Dec. 18th, 2011

oursin: Brush the Wandering Hedgehog by the fire (Default)

At a mahvelous party last night, I remarked that 'Get your sausage while it's hot' (which in context was a perfectly innocuous thing to say) could perfectly well constitute a companion piece to Bessie Smith's culinary blues 'No-one in town can bake a sweet jelly roll like mine':


I then realised I had not alerted my invisible friends in the plastic box to Crosby's Molasses series of suggestive old ladies ads, recently drawn to my attention.

Which evoked the thought 'How is it that they never made Carry On Cooking?' Hattie Jacques suggesting Kenneth Williams tries a crumpet or two; Barbara Windsor presenting Sid James with a couple of baps... it pretty much writes itself.

oursin: Brush the Wandering Hedgehog by the fire (Default)

Robert McCrum is surprisingly non-poncey in Fifty things I've learned about the literary life.

I particularly like:

20. Literary fiction is like sci-fi. It's a genre.*
15. You don't have to read every book you buy, and you certainly don't have to finish the book you've started.
34. Lists are the curse of the age.
38. Ebooks are not the end of the world.
42. No one is obliged to like Robert Musil's The Man Without Qualities.**

*I think this should be no 1
** That is a relief, as I have a paperback I bought in 197x languishing somewhere in the great book morass, still unread.
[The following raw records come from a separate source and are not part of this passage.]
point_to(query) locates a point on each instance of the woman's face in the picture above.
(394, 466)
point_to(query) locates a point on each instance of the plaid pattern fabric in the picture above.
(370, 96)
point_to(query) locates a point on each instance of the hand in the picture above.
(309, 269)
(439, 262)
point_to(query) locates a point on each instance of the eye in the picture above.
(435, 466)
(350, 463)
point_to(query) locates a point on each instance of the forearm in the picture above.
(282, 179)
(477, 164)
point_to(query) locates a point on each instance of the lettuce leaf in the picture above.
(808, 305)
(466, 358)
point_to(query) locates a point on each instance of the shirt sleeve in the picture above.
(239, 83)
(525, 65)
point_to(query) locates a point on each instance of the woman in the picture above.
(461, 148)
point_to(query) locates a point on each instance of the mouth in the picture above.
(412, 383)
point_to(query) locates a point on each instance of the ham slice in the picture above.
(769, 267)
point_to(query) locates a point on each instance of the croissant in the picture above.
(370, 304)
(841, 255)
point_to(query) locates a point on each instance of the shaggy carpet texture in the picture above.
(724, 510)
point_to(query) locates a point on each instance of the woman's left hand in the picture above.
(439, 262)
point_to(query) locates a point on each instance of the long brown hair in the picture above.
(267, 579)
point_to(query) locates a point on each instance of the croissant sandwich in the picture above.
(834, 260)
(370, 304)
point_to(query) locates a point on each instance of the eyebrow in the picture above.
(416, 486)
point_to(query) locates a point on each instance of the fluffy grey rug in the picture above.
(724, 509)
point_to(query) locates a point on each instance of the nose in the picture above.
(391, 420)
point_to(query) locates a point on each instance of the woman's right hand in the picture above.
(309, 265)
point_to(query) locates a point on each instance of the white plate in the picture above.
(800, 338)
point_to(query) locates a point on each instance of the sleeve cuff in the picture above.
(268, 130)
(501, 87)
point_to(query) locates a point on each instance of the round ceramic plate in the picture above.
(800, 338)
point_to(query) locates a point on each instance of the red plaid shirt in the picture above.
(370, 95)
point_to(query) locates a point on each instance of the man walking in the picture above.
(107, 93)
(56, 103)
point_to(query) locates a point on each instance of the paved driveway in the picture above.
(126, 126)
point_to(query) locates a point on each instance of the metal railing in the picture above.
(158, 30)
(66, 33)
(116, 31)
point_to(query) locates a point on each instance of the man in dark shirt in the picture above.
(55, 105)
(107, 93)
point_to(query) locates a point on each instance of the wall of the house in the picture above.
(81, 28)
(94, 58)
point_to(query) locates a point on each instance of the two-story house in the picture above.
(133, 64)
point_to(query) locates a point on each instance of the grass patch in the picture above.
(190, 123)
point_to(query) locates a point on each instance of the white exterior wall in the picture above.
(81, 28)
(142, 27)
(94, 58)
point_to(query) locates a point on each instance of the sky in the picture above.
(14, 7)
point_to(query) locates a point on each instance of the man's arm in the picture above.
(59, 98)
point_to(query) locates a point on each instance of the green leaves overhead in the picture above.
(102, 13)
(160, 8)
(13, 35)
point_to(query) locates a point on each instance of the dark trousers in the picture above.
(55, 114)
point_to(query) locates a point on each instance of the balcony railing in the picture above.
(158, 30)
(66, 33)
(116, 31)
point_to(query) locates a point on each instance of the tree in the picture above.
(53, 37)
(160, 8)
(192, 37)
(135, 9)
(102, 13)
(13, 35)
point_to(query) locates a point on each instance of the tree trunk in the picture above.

[W]e ask whether the internet is actually changing the way our minds work and Aleks Krotoski comes up with some surprisingly non-panicky or gosh-wow reactions:

'[T]here's no definitive answer and a whole lot of contradictory evidence
....
Many of the claims are a synthesis of hunches, agendas, anecdotal evidence and a response to the general paranoia that dogs us when faced with something unknown
....
[N]ew technologies – whether the printing press, the telegraph, the railway or the web – produce exactly the same concerns about our cognitive capabilities. How quickly we forget.

There has not been enough time to address whether the web is actually rewiring our brains; it will be a few years before any longitudinal studies can offer evidence one way or another
....
[T]he web is not doing anything to us; that it merely presents us with a mirror that challenges us to face ourselves.

Culinary

Dec. 18th, 2011 09:21 pm
oursin: Frontispiece from C17th household manual (Accomplished Lady's Delight)

Saturday breakfast rolls: the basic soft rolls recipe, with white and wholemeal spelt flour (3:2) and toasted pinenuts.

Beside putting together the Famous Aubergine Dip during the week (because it improves with keeping a few days) I made a foccacia (the Blake/Collister Bread Book recipe) to take to a party (*waves at everyone I saw there*).

Today's lunch: dab fillets brushed with milk and dipped in cornmeal seasoned with zatar mix, panfried in butter and served with cut limes, with asparagus healthy-grilled in walnut oil and sprinkled with balsamic vinegar and samphire stirfried with garlic and star anise.

This week's bread: Greenstein's Psomi Loaf, with Waitrose Toasted Seed Mixture.